Engineered features will be below the original features.  Here is an example of an engineered feature where Target Encoding was applied to the columns: NumCompaniesWorked and YearsWithCurrManager.


# Gene Normalized Importance: 0.17195
# Transformed Feature Names and Importances: {'31_NumToCatTE:NumCompaniesWorked:YearsWithCurrManager.0': 0.17194800078868866}
# Valid parameters: ['num_cols', 'bins', 'num_folds', 'cv_type', 'inflection_point', 'steepness', 'min_rows', 'multi_class', 'random_state', 'output_features_to_drop', 'labels']
# Allowed parameters and mutations (first mutation in list is default): {'bins': [25, 10, 100, 250], 'num_folds': [5], 'random_state': [42], 'cv_type': ['KFold'], 'inflection_point': [10, 20, 100], 'steepness': [3, 1, 5, 10], 'min_rows': [10, None, 20, 100], 'multi_class': [False]}

params = {'bins': 100,
                  'cv_type': 'KFold',
                  'inflection_point': 20,
                  'min_rows': 10,
                  'multi_class': False,
                  'num_cols': ['NumCompaniesWorked', 'YearsWithCurrManager'],
                  'num_folds': 5,
                  'random_state': 3582695529,
                  'steepness': 1}
self.add_transformer('NumToCatTETransformer', col_type='numeric', gene_index=31, forced=False, mono=False, **params)
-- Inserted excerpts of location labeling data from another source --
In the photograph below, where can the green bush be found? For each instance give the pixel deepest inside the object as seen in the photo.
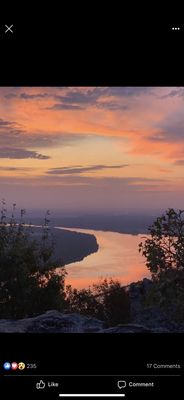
(107, 301)
(164, 253)
(28, 282)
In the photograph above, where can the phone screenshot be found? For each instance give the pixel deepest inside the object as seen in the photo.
(91, 218)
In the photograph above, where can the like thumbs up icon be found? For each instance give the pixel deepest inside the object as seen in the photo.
(40, 385)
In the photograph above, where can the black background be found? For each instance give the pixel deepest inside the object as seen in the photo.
(101, 50)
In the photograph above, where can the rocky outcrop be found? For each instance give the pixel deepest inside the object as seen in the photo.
(152, 317)
(51, 322)
(56, 322)
(144, 319)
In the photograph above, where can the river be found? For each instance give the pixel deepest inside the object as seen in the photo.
(117, 257)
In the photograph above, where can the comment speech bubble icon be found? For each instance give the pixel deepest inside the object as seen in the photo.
(121, 384)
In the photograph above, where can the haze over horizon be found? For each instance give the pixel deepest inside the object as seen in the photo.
(92, 150)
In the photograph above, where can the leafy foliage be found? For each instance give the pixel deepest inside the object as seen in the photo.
(164, 252)
(107, 301)
(28, 282)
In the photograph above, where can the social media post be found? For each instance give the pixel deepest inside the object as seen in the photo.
(91, 240)
(108, 374)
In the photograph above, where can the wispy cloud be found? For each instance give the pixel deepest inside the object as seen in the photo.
(81, 170)
(17, 153)
(179, 162)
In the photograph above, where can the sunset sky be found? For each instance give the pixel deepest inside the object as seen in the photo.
(92, 149)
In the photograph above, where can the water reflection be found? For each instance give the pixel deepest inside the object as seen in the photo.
(117, 257)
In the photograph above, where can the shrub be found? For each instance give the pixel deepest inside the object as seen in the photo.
(28, 282)
(164, 253)
(107, 301)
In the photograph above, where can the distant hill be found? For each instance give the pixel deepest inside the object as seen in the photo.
(132, 224)
(69, 246)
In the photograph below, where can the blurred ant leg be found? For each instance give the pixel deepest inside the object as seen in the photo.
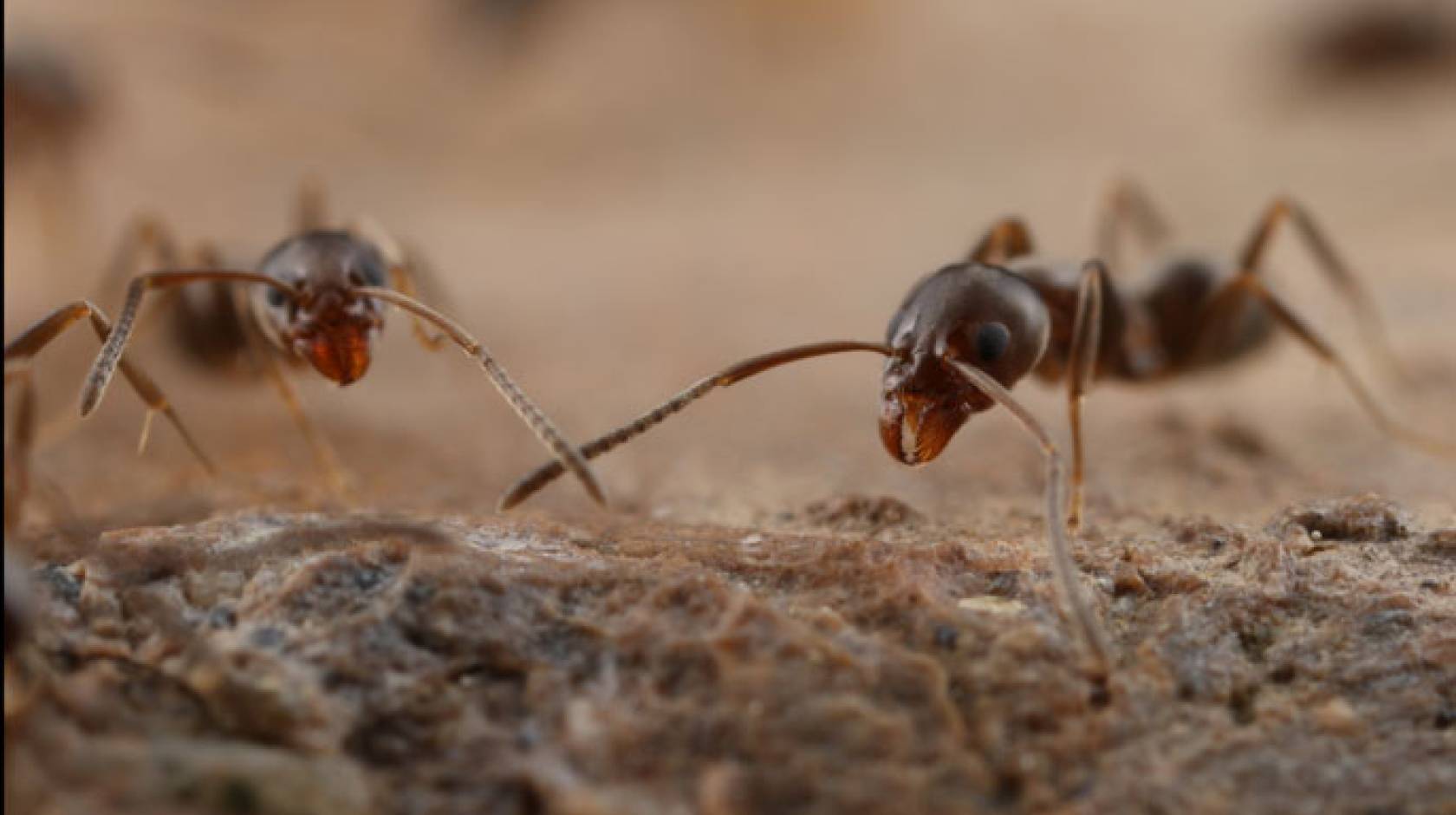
(19, 441)
(404, 280)
(109, 357)
(1087, 335)
(1005, 240)
(1248, 285)
(146, 244)
(1062, 565)
(539, 478)
(47, 329)
(1126, 203)
(1334, 268)
(323, 454)
(409, 274)
(21, 479)
(310, 208)
(535, 418)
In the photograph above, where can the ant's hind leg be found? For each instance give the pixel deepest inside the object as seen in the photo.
(1235, 296)
(1128, 204)
(1331, 264)
(1087, 335)
(1008, 239)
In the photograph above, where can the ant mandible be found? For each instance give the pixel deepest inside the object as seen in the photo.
(972, 330)
(315, 298)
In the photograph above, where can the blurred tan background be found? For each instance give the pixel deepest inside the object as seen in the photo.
(625, 195)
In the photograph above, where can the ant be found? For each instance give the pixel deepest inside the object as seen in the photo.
(316, 298)
(973, 329)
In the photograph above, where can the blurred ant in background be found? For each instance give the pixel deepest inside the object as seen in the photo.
(973, 329)
(316, 300)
The end user may want to delete a feature, add a new feature, or modify an existing feature.  The reasons to do these steps and how to do them or discussed below.


Deleting Features


There is a Drop Columns setting in the Experiment setup which allows you to drop columns from an experiment so they are not used by any model.  A user, however, may want to use a column but may not like how it was engineered by Driverless AI.


For example, I may want Driverless AI to use the column: JobLevel but I do not like the feature JobLevel divided by YearsWithCurrManager.  This may not make business sense, it may not be approved from a regulatory perspective, or it may be viewed as unnecessarily complex.


 In this case, I can simply delete the feature I do not like from the editable Python code.


Adding Features


During the experiment, Driverless AI uses a Genetic Algorithm to determine which features should be dropped from the model.  A user, however, may want to force a column to be used by the model for business reasons.  


Here are instructions for how to do this:


If you want to force in a Numeric column in that was dropped by Driverless AI:

  1. Copy an OriginalTransformer feature that is already in the code and paste it below
  2. Change the 'num_cols' to the column you want to force in.  
    • In the example below, Driverless AI dropped 'YearsSinceLastPromotion' so I copied an OriginalTransformer example that was already there and edited the 'num_cols' value.
  3. Change the forced parameter to True - this means the model has to use the feature.
  4. Change the gene_index to some high number.
    • The gene_index of each feature needs to be unique.  The gene_index of the features in the code starts at 0 and goes up sequentially.  You need to make sure that your new feature has a gene_index that is not the same as any other gene in the code.

Here is an example of what my final code will look like:

params = {'num_cols': ['YearsSinceLastPromotion'], 'random_state': 730763716}
self.add_transformer('OriginalTransformer', col_type='numeric', gene_index=100, forced=True, mono=False, **params)


Modifying Features


Driverless AI automatically creates engineered features.  Engineered features will have a list of parameters that are specific to the transformer.  These can be modified by the end user, however, they are internal parameters so it would require H2O guidance about how and why it would need to be modified.


There is an option to enforce monotonicity with the mono command.  This parameter can enforce monotonicity by some direction.  For example, mono=1 means the target needs to have a monotonically increasing relationship with the prediction.